In rhinosinusitis, spread of infection beyond the walls of the sinus is uncommon, but complications can be life changing and life threatening. Complications are most commonly caused by acute rhinosinusitis but may also be seen with an acute exacerbation of chronic rhinosinusitis.
• Periorbital and orbital complications.
• Osteomyelitis (maxilla or frontal bone).
• Intracranial complications (meningitis, intracranial abscess and cavernous sinus thrombosis).
• Locoregional complications (pharyngitis, laryngitis and otitis media).
90.2 Periorbital and Orbital Complications
These can occur at any age, but are more common in children, particularly under the age of 6 years. There is usually a history of a viral upper respiratory tract infection (URTI) preceding a periorbital/orbital complication. A secondary suppurative acute rhinosinusitis occurs, which then rapidly involves the orbit and periorbital tissues. In adults, there may be pre-existing chronic rhinosinusitis. The usual bacteria causing such a complication are therefore the bacteria that cause acute and chronic rhinosinusitis without polyps (CRSsNP), particularly Streptococcus pneumoniae and Haemophilus influenzae.
Periorbital cellulitis and orbital abscess may occur from direct spread of suppurative organisms from the ethmoid sinuses, particularly in children. It can also spread from thrombophlebitis of mucosal vessels in the ethmoid and rarely the frontal sinuses. In teenagers and adults, it is occasionally secondary to frontal sinusitis. In children, areas of lamina papyracea are variably deficient and here, only a thin fibrous layer fills the deficiency to separate the orbit from the ethmoid sinuses. By early teens, the lamina papyracea is fully developed, and there is then a complete bony barrier between the ethmoid sinuses and orbit.
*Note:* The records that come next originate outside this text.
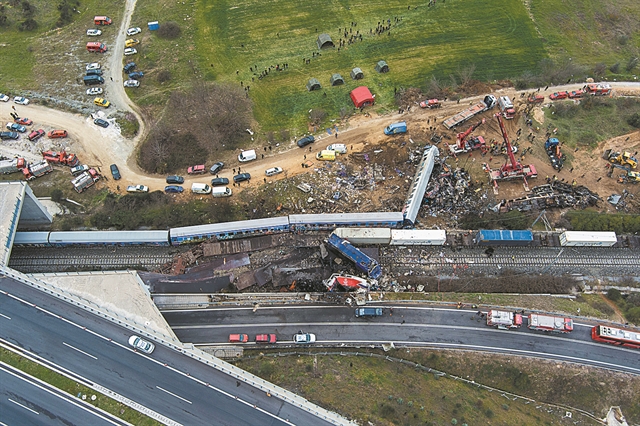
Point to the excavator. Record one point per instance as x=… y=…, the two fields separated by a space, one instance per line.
x=512 y=169
x=463 y=144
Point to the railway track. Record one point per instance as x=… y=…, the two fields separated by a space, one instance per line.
x=33 y=260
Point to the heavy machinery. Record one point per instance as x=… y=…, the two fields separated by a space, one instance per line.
x=552 y=146
x=623 y=158
x=463 y=144
x=61 y=157
x=512 y=169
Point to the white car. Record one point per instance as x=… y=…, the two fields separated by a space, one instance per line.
x=131 y=83
x=273 y=171
x=141 y=345
x=137 y=188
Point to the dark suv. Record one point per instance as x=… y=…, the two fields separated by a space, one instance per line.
x=306 y=141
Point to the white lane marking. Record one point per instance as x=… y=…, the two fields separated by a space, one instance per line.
x=81 y=351
x=24 y=406
x=173 y=394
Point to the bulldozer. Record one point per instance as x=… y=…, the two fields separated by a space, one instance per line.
x=623 y=158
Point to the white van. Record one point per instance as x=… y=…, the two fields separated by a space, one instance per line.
x=340 y=148
x=247 y=156
x=221 y=191
x=200 y=188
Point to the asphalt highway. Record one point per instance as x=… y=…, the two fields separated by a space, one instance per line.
x=406 y=325
x=170 y=384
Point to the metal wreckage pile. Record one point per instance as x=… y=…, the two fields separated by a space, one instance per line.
x=555 y=194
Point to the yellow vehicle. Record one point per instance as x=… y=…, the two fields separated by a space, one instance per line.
x=102 y=102
x=326 y=155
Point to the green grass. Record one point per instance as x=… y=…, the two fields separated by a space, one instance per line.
x=74 y=388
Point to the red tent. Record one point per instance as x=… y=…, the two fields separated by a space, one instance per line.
x=361 y=97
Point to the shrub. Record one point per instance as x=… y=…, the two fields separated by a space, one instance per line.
x=169 y=30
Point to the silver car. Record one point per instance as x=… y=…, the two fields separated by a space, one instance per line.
x=141 y=345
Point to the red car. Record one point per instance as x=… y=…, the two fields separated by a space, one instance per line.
x=196 y=170
x=576 y=94
x=36 y=134
x=24 y=121
x=266 y=338
x=58 y=134
x=559 y=95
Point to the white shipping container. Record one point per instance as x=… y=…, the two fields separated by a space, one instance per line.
x=587 y=239
x=420 y=237
x=365 y=235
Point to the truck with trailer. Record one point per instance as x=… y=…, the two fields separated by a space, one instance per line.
x=504 y=320
x=33 y=171
x=85 y=180
x=363 y=262
x=550 y=323
x=12 y=166
x=486 y=104
x=588 y=239
x=506 y=107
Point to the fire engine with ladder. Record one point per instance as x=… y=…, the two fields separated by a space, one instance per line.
x=512 y=169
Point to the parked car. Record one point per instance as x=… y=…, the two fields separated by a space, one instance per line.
x=175 y=179
x=241 y=177
x=56 y=134
x=173 y=189
x=266 y=338
x=15 y=127
x=273 y=171
x=219 y=181
x=216 y=168
x=238 y=338
x=36 y=134
x=100 y=122
x=136 y=75
x=141 y=344
x=115 y=172
x=102 y=102
x=306 y=141
x=131 y=42
x=78 y=170
x=129 y=66
x=196 y=170
x=23 y=121
x=9 y=135
x=137 y=188
x=304 y=338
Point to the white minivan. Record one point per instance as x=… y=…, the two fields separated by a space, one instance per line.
x=200 y=188
x=221 y=191
x=340 y=148
x=247 y=156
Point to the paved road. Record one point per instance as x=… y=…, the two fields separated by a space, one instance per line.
x=173 y=385
x=413 y=326
x=26 y=401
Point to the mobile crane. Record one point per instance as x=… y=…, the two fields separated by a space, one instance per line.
x=512 y=169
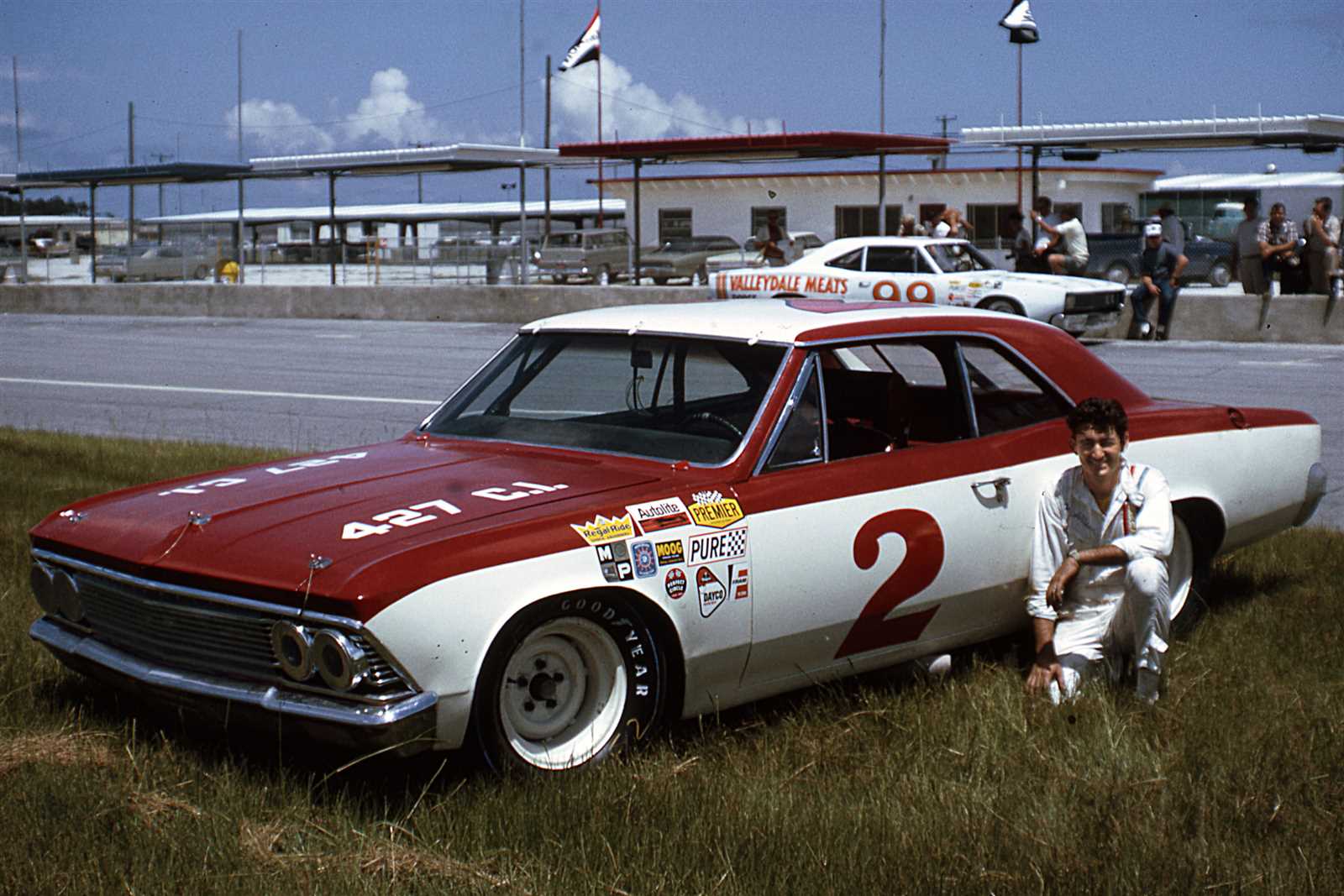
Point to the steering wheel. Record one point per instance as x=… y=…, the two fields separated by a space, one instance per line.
x=714 y=419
Complications are still classified according to Chandler et al. This classification provides a reminder of the usual order of disease progression as well as providing a treatment plan. The orbital septum forms a natural barrier. This is a fibrous framework of the eyelids which is thickened towards the lid margin to form the tarsal plates. Infection may localise in front of the septum as a pre-septal (or periorbital) cellulitis or posterior to the septum as orbital or intracranial infection.
90.2.1 Chandler’s Classification of Orbital Complications of Sinusitis
Stage 1 Pre-septal or periorbital cellulitis. There is lid oedema, which can be marked and usually lid erythema. There is no proptosis, usually no conjunctival chemosis, normal and painless eye movements and normal colour vision. The C-reactive protein (CRP) is raised, but often not markedly in the first 24 hours, and there is usually only a low-grade pyrexia (< 38°C) in the early stages. An urticarial reaction can mimic pre-septal cellulitis. In this situation, there may be conjunctival chemosis, but there is no pyrexia, the white cell count (WCC) is normal and the CRP is normal.
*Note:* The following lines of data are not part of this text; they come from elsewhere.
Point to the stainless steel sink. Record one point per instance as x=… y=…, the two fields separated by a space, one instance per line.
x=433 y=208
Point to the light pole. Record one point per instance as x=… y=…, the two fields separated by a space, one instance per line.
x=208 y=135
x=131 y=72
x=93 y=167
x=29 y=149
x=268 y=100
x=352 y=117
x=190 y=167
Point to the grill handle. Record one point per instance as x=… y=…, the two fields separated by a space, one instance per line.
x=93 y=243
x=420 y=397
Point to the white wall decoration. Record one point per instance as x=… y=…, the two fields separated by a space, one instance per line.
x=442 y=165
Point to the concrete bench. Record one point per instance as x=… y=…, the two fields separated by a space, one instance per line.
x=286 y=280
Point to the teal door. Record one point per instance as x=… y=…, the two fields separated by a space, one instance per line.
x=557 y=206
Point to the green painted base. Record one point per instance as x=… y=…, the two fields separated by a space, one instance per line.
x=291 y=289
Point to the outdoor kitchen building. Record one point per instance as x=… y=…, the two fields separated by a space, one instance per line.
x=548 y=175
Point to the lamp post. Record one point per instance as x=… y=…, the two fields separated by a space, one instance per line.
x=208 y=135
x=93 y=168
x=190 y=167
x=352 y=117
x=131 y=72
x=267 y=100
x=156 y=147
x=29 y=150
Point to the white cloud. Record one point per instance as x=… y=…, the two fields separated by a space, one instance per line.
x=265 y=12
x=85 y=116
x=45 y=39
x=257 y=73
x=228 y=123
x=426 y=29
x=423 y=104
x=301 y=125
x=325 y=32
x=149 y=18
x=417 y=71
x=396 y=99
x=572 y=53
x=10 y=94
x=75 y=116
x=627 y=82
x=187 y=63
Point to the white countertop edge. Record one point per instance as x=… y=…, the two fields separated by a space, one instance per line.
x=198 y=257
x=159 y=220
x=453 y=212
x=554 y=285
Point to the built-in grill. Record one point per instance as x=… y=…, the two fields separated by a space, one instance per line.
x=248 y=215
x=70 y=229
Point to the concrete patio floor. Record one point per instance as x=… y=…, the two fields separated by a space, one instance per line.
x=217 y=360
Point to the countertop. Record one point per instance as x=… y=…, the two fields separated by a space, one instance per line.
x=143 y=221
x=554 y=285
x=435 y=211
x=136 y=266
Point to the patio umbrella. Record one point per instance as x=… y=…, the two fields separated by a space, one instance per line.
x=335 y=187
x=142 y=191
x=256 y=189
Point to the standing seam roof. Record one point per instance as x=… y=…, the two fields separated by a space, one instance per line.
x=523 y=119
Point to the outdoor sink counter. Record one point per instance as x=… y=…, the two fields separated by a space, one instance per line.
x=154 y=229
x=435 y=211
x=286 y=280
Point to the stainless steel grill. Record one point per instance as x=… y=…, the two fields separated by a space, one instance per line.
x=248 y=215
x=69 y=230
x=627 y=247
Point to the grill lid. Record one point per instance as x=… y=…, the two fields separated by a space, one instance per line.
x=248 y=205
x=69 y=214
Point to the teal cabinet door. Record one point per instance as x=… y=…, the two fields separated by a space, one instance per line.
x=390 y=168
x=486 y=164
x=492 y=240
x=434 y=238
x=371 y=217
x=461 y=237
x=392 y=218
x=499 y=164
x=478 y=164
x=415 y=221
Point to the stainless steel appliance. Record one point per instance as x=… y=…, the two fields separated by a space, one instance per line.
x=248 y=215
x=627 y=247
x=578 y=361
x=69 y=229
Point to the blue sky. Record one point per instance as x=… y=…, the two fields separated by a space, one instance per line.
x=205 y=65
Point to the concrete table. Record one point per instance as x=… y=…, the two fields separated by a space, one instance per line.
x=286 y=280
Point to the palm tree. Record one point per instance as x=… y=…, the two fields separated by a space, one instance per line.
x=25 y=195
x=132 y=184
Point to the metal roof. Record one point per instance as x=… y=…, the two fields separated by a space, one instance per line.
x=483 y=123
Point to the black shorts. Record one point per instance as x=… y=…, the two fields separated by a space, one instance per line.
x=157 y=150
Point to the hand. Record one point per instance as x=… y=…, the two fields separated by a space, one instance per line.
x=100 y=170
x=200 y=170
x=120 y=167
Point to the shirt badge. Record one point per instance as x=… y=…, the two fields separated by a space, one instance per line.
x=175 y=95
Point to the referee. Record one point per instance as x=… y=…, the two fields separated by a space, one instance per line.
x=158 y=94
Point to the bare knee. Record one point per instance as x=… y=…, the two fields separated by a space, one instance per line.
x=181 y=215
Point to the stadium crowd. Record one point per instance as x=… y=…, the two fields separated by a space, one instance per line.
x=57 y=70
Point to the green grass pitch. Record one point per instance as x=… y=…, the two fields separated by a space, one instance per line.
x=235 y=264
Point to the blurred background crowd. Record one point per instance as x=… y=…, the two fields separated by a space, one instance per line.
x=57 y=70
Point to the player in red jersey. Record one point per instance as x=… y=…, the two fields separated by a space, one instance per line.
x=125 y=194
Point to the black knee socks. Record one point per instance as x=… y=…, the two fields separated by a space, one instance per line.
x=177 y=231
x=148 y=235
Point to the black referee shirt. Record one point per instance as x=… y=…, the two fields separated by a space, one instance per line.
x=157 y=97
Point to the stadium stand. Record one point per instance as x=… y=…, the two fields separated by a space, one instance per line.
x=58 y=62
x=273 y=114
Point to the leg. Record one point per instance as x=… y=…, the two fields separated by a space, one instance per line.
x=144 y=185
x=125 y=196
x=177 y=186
Stage 2 Post-septal or orbital cellulitis. There is orbital inflammation but no abscess formation. The eye is proptosed, conjunctival chemosis is usually present, and there is pain with ocular movements. Colour vision is usually normal. There is usually no diplopia. The WCC is raised and there is a neutrophil leukocytosis. The CRP is significantly raised. It may only be possible to distinguish stage 2 from stage 3 by performing a sinus and orbit computed tomography (CT) scan with gadolinium.
Stage 3 Sub-periosteal abscess. Symptoms and signs may be similar to stage 2, but there is more marked proptosis, greater pain on ocular movement, and there may be diplopia and a progressive deterioration of colour vision, particularly red and green.
Stage 4 Orbital abscess. Severe and often rapidly progressive proptosis, ophthalmoplegia, chemosis and diplopia. Vision may be rapidly lost.